Liebe Leunaer,
seit mehr als einem Jahr gibt es die AfD-Fraktion im Stadtrat und seit mehr als einem Jahr berichten wir über unsere Auffassungen, teilen unsere Meinung mit, veröffentlichen wir im Stadtanzeiger. Zumindest haben wir es versucht.
Gottseidank hat Sie die ortseigne Zensur davor bewahrt, Schlimmes zu lesen. Es passt eben nicht jedem, was wir sagen und dass wir etwas sagen.
Nun gibt es eine Initiative, den Inhalt des Stadtanzeigers zu verändern. Bestimmt wird hierzu ein Euphemismus (beschönigender Ausdruck) gebraucht werden, um das Eigentliche zu verschleiern, dass man es satt hat, den „ungeliebten“ Stadträten ein Podium der Öffentlichkeit zu bieten.

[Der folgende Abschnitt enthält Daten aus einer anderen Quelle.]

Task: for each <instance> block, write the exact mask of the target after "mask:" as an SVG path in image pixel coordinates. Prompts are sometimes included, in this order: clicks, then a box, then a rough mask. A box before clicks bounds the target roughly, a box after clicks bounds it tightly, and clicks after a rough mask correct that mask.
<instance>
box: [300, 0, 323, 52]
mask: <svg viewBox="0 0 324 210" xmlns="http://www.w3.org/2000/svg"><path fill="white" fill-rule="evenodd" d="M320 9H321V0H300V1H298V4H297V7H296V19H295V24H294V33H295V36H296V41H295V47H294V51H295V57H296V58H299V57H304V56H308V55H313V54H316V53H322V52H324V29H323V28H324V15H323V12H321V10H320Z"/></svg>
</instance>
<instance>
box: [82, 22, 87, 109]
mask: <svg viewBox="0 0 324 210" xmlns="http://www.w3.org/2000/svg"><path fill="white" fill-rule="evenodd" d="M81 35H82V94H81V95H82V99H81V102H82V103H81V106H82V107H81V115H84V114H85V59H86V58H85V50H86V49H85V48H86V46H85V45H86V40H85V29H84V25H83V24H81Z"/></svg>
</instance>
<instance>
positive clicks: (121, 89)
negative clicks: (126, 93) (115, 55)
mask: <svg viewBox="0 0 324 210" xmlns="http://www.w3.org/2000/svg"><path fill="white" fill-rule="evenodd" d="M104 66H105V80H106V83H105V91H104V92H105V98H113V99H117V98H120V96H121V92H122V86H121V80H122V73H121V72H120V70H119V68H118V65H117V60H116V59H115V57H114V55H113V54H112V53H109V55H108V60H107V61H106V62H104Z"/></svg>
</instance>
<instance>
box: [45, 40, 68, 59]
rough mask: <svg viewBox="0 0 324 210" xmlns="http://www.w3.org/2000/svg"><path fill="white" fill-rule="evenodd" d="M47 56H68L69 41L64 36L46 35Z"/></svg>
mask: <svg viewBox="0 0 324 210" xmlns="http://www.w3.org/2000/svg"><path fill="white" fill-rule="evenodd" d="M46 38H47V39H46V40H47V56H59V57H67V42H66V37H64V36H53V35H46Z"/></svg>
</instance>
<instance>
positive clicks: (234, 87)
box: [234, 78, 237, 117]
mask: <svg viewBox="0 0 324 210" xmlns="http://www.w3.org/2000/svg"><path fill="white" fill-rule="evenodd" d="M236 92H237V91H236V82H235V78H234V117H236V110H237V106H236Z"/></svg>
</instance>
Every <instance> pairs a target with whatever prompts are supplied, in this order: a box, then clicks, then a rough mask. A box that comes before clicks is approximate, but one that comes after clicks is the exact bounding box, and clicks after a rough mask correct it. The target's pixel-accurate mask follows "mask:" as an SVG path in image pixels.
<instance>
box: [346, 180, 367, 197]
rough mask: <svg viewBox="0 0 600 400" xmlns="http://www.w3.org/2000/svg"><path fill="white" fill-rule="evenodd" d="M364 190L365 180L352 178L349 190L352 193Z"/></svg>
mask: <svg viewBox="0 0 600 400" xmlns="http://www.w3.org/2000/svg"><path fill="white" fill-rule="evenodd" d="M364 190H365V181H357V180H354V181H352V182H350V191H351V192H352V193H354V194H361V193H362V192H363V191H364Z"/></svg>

In Leuna ist nicht alles Gold, was glänzt. Das wird keiner bestreiten. Nur allzu offen sollte man das nicht sagen. Geschätzt werden Schönmalerei und Lobpreisung. Ob nun der neue Stadtanzeiger die lokale Schriftwerdung des Eskapismus sein wird – Bezeichnung für den Hang zur Flucht aus der Wirklichkeit, Zerstreuungs- und Vergnügungssucht sowie neurotischer Abwehr von unerfreulichen Aspekten und Anforderungen der Realität – wissen wir nicht.
Bestimmt hat niemand die Absicht, die Meinungsfreiheit einzuschränken. Bestimmt hat niemand die Absicht, Kritik zu unterbinden. Bestimmt hat niemand die Absicht, der AfD-Fraktion zu verbieten, im Stadtanzeiger zu veröffentlichen.
Doch wie sagte einst der spitzbärtige Walter U., ehemaliger Namenspatron des hiesigen Chemiewerks: „…niemand hat die Absicht…“
Udo Bilkenroth
PS: Heutzutage muss oder sollte man auf gendergerechte Sprache achten. Fanatiker meinen, bereits das Wort „niemand“ sei nicht gendergerecht. Zwar klingt „niefrau“ irgendwie komisch, bringt die Sache aber auf den Punkt.
PPS: Wie soll der freie Platz im Stadtanzeiger genutzt werden, wenn die Fraktionen, die gewählten Stadträte nicht mehr veröffentlichen dürfen? Ganzseitige Fotos von „niefrau“?